Footprint assessment increases the level of environmental awareness of the population and provides a baseline to measure the impact of future policies and technical measures to reduce consumption and its associated GHG emissions. The results of HEI carbon footprinting will increase environmental awareness in the student population, which could then spill over to the larger population. With this goal in mind, the number of HEI that calculate their CF is gradually increasing and this sector has been able to reduce its environmental impact while increasing its efficiency.

This study conducted a global literature review focussed on carbon footprint analyses in the HEI sector and also pinpointed the main gaps in the literature. Although several standards have been developed in response to the need for transparency in reporting GHG emissions, there is no internationally accepted method for measuring, reporting and verifying offsets of GHG emissions from HEIs in a consistent and comparable way. Consequently, carbon footprint studies often yield widely divergent results and comparison of the CF of HEI is difficult. Indeed, even after normalising differences in the student population, the metric tons CO2-e per student varied between the HEI that were compared. This may be due to the time period considered, taking different methodologies or tools into account, the fact that each of them have incorporated different GHG emission sources in their scopes or have used different methods to obtain activity data, and even due to the use of specific/generic emission factors for each source. In addition, the application of action plans and offsetting projects to compensate the CF can also contribute to the differences in the CF from one university to another.

Hence, this study illustrates the importance of developing comprehensive and consistent GHG inventories for HEI, listing the GHG emission sources included and the factor emissions considered so that HEI is not compared unfairly.

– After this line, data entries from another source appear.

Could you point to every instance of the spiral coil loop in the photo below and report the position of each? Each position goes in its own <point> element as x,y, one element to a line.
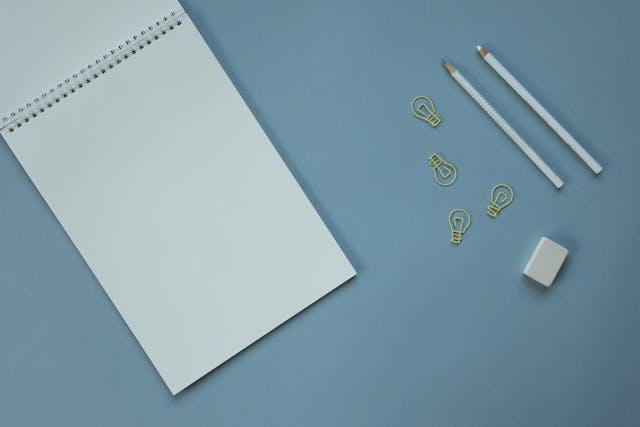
<point>69,86</point>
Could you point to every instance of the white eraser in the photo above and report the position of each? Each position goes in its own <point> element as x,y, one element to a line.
<point>545,262</point>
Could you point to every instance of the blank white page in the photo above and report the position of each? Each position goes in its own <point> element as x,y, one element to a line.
<point>180,205</point>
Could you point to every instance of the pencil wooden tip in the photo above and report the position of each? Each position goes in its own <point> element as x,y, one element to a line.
<point>450,68</point>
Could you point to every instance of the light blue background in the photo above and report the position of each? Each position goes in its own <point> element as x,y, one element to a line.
<point>428,333</point>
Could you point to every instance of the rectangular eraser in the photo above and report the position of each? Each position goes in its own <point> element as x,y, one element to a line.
<point>545,262</point>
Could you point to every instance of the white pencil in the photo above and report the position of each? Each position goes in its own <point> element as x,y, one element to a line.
<point>517,139</point>
<point>542,112</point>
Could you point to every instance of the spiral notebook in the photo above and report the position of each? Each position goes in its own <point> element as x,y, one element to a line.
<point>157,170</point>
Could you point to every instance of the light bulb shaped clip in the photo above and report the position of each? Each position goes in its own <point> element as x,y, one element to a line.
<point>501,197</point>
<point>422,108</point>
<point>444,173</point>
<point>459,222</point>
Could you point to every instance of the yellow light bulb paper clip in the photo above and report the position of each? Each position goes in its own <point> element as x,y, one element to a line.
<point>459,222</point>
<point>501,197</point>
<point>422,108</point>
<point>444,173</point>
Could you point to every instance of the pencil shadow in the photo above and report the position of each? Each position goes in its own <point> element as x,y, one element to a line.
<point>539,93</point>
<point>538,148</point>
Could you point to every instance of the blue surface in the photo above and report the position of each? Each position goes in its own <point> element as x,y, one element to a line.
<point>428,333</point>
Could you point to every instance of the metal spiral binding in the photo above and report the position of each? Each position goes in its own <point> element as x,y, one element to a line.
<point>92,71</point>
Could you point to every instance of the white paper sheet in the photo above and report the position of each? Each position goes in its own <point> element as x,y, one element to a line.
<point>180,205</point>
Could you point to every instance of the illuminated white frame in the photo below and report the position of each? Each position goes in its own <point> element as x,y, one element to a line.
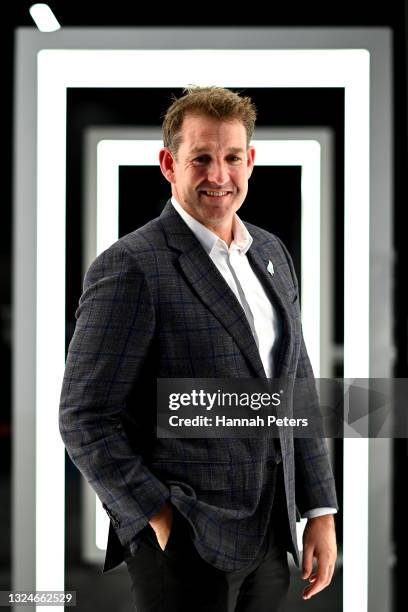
<point>59,69</point>
<point>111,154</point>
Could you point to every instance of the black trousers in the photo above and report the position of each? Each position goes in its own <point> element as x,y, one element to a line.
<point>179,580</point>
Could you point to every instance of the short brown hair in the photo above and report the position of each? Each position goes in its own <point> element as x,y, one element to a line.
<point>216,102</point>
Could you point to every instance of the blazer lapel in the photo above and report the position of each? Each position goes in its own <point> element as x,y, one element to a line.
<point>209,284</point>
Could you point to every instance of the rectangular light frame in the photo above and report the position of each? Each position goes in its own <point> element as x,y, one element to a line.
<point>59,69</point>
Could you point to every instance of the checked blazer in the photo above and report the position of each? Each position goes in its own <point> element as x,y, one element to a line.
<point>154,305</point>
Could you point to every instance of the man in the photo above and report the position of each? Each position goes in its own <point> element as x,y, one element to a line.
<point>202,524</point>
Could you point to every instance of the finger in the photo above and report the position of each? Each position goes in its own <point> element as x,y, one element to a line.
<point>307,562</point>
<point>321,581</point>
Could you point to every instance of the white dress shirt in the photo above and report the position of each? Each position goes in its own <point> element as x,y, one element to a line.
<point>234,266</point>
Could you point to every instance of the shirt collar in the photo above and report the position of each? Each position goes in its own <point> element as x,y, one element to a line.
<point>241,242</point>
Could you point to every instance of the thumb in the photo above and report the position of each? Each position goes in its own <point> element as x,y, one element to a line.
<point>307,562</point>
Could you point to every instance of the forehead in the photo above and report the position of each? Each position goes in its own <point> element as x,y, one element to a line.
<point>199,131</point>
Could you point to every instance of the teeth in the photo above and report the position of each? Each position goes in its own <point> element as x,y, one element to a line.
<point>216,193</point>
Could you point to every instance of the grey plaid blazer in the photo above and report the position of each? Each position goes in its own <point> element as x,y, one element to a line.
<point>154,305</point>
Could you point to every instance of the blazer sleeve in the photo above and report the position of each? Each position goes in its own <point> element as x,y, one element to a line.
<point>314,480</point>
<point>114,330</point>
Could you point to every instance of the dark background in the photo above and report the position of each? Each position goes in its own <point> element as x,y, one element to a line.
<point>111,107</point>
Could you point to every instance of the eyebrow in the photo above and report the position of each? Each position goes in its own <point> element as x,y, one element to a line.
<point>196,150</point>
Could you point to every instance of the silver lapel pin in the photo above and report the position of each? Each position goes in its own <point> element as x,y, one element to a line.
<point>270,268</point>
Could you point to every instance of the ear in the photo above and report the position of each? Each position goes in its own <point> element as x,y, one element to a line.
<point>250,160</point>
<point>166,161</point>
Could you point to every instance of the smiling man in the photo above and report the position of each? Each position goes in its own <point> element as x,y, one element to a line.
<point>203,524</point>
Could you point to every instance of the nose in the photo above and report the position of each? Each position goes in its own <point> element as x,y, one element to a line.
<point>218,173</point>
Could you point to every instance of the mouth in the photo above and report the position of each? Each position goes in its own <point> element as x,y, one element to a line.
<point>215,195</point>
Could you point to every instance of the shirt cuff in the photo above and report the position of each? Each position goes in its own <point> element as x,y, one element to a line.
<point>318,512</point>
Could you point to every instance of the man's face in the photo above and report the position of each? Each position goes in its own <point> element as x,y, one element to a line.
<point>210,174</point>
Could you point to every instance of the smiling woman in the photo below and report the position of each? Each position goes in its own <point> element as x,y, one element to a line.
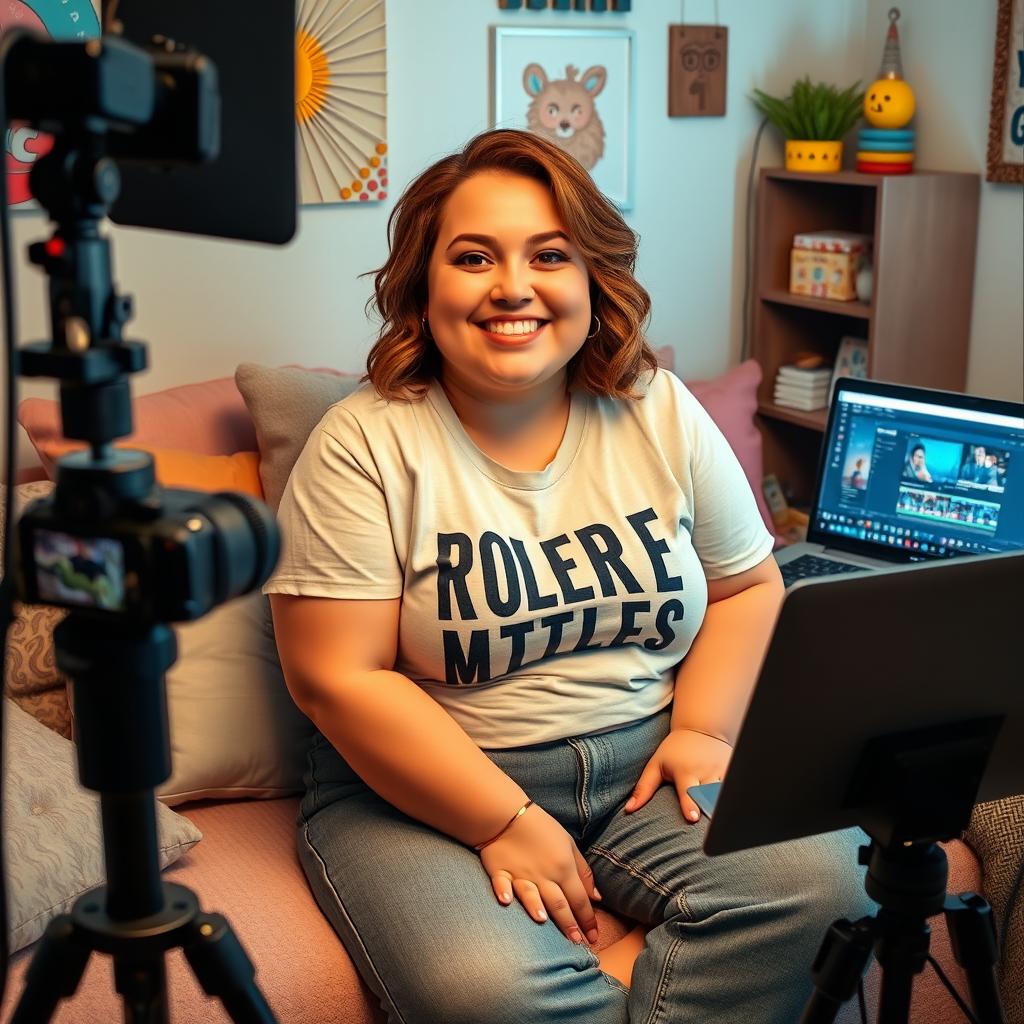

Moreover, the findings demonstrated the importance of taking the Scope 3 emissions into account when analysing the carbon footprints of HEIs, because carbon emissions related to Scopes 2 and 3 correspond to the major portion of total emissions of the sector. For example, emissions associated with commuting by employees and students are often considered a significant carbon emitter, but are not always included as they are optional.

Therefore, after this review, it can be concluded that there are no standardised criteria for reporting the GHG emissions of universities or higher education centres, mainly with regard to aspects related to organisational boundaries for scope 3 emissions and emission factors. The absence of common criteria results in inventories that, apart from problems of comparability, do not indicate clearly the possible opportunities for mitigation actions.

For this reason, and as a futures research proposal, it is necessary to develop methodologies and a simplified tool for calculating the carbon footprint of HEI. The goal is to obtain results that can be compared with other universities and that all opportunities for reducing emissions can be identified and considered.